The movie only really seals the deal once in what's a complicated and uncomfortable looking scene that - for absolutely no reason - suggests a Steve Trevor/ Diana/ Cheetah menage-a-trois in which our virginal third begins incorporating tying up her long-married couple, which... seems odd.  Frankly, the intrusion of Challenge of the Super Friends at this juncture is thematically confusing as it has meaning to do that with those characters which is probably a lot more awkward for viewers post Wonder Woman 1984.  But it also splinters the theme of the film - Wonder Woman is a combo of Marston's two ideals for women he finds in the pairing.  

But, yes, a huge amount of the movie is playing "spot the Wonder Woman comics reference!" which... I don't think in 2017 people were all that familiar with Wonder Woman's mythology and accoutrements - and they sure as shit didn't know about Cheetah, the Holiday House Girls, etc....

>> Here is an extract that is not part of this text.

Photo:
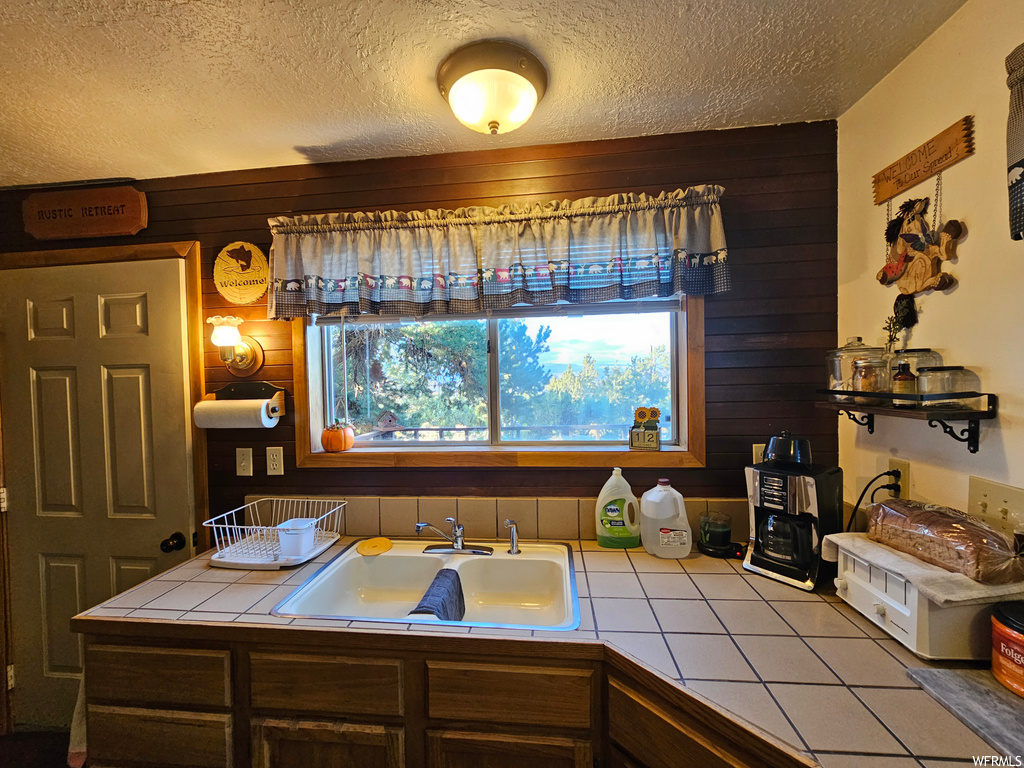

And, frankly, while it is biologically true that Marston fathered children with Byrne - it's almost entirely conjecture that Elizabeth and Olyve had a sexual relationship.  So really leaning into that as the core of your story is a bold call.  

The movie does have a few things going for it.  Rebecca Hall is in it.  And, frankly, all of the acting is solid.  The cinematography by Bryce Fortner is really, really impressive if properly fantasy-like.  Man is not afraid of a shadow or some dramatic lighting to make a scene work.  

Honestly, the dialog can feel like most biopics - unnuanced and very bullet-pointy.  We have to explain so much to people in such a short amount of time that people speak in exposition piles and declarative sentences.  

Anyway, I didn't hate it, exactly.  I'm not angry.  But I think... if you're making a movie about someone alive recently enough (the last of the 3 died in 1993, I think), and who actually does have an interesting enough story... I'm not sure I'm cool with just co-opting their story and doing whatever you want with their lives when you take it upon yourself to speak for them.  I don't quite get how you decide to merely fictionalize if you care about your subjects more than your own ego.

I need to stop watching biopics.  Even if they have Rebecca Hall.